Uraca a créé une action en 1997 qui est le soutien communautaire aux patients hospitalisés. Deux fois par semaine, les équipes d’Uraca vont à la rencontre des patients à l’hôpital. On a construit cette action en voyant un peu comment on fait au pays. Au pays, quand quelqu’un est malade on va le voir, on mange avec, on dort avec... toute la famille est avec lui. Ici les personnes sont isolées et ne voient que les soignants pendant un mois, deux mois, six mois d’hospitalisation. Donc avec cette action on a pu créer un espace intermédiaire. Quand on rend visite au patient avec un plat traditionnel qui est préparé à Uraca je jour même, on arrive avec un objet qui est culturellement connu. Il y a tout de suite une autre ambiance qui se crée et on va mettre en place des petits entretiens de soutien pendant l’hospitalisation. Ça permet aussi aux patients de savoir qu’il y a un lieu où ils peuvent venir. Uraca c’est un peu comme une 2ème maison pas besoin d’appeler, de demander si on peut passer, les personnes sont les bienvenues. Pour les hommes c’est du lundi au vendredi, pour les femmes c’est du lundi au samedi. Samedi, l’association est ouverte seulement pour les femmes. Ça leur permet d’avoir cette information là, qu’il y a un lieu où ils peuvent aller. Il y a aussi d’autres types d’accompagnement, que ce soit social, l’apprentissage de l’informatique, la consultation ethnopsy... il y a tout un tas de dispositifs dont les patients peuvent se saisir. A l’hôpital, c’est nous qui allons à leur rencontre. Mais avec l’accord des soignants. Les services hospitaliers nous orientent vers les personnes qui ont besoin de soutien.

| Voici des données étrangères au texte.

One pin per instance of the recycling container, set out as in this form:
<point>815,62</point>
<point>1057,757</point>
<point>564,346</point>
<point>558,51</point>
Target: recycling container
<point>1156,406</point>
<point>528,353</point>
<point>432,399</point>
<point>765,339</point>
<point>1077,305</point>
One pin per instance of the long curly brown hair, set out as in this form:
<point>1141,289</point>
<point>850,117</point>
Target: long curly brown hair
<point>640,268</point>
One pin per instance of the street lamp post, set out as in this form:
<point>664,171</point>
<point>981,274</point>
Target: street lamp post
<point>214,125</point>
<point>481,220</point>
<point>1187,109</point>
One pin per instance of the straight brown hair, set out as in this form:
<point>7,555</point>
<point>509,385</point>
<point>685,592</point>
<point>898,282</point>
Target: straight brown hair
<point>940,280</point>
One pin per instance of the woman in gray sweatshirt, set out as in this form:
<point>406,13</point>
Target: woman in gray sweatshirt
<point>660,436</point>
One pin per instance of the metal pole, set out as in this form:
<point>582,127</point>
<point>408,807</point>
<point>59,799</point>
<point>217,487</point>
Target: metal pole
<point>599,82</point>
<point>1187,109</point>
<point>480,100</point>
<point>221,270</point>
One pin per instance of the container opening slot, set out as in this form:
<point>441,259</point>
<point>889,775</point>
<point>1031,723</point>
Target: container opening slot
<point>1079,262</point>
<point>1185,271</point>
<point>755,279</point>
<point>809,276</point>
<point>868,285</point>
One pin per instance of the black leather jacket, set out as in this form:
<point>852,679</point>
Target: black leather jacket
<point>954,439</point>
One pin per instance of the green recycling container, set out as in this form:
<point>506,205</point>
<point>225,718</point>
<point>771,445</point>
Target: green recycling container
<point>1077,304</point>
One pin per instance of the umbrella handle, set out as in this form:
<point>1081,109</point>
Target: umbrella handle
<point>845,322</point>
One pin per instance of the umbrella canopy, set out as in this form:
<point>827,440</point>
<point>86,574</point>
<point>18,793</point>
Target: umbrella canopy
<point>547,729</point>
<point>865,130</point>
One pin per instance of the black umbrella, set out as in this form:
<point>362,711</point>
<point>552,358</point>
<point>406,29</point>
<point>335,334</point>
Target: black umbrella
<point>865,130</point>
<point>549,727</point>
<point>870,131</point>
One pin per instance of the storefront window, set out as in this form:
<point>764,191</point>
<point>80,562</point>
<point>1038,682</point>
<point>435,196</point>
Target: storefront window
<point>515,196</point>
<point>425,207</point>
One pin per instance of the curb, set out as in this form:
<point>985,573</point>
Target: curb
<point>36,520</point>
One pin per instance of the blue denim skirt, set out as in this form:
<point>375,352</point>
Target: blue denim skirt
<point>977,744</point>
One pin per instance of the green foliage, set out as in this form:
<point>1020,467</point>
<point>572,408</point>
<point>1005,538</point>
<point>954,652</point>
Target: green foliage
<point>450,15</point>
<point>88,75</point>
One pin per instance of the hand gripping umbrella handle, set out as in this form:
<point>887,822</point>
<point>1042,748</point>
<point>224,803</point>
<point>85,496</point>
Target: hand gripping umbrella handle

En une après midi dans un hôpital on peut voir 16 patients. C’est beaucoup. Il y a des périodes dans l’année où c’est encore plus nécessaire. Par exemple à Noël il y a moins de soignants dans les services. Parfois l’été aussi. Ce sont des périodes où nous devons être encore plus mobilisés pour aller à la rencontre de ces patients isolés. On intervient dans les hôpitaux Bichat, Tenon, Saint Louis et Jaurès. Mais on peut aussi intervenir dans d’autres lieux en fonction de la faisabilité.

L’équipe mobile éducation thérapeutique

C’est un autre projet, toujours pour les patients atteints du VIH et de maladies chroniques. Moi psychologue et un collègue médiateur on intervient dans les hôpitaux de l’AP-HP à la demande des soignants, notamment au moment de l’annonce des diagnostics. Il y a certaines manières d’annoncer. Parfois il faut vraiment prendre en compte le choix des mots. Une annonce qui est mal faite, c’est un patient qui disparaît et qui revient au stade Sida. On a déjà vu plusieurs situations de cet ordre là, et donc les soignants peuvent faire appel à nous pour l’annonce de diagnostic, pour accompagner le patient dans la compréhension de ce qu’il a. On intervient aussi quand un patient n’est pas observant : quand il revient à l’hôpital avec des infections opportunistes, que les soignants n’arrivent pas à trouver le levier pour l’aider à se reprendre en charge.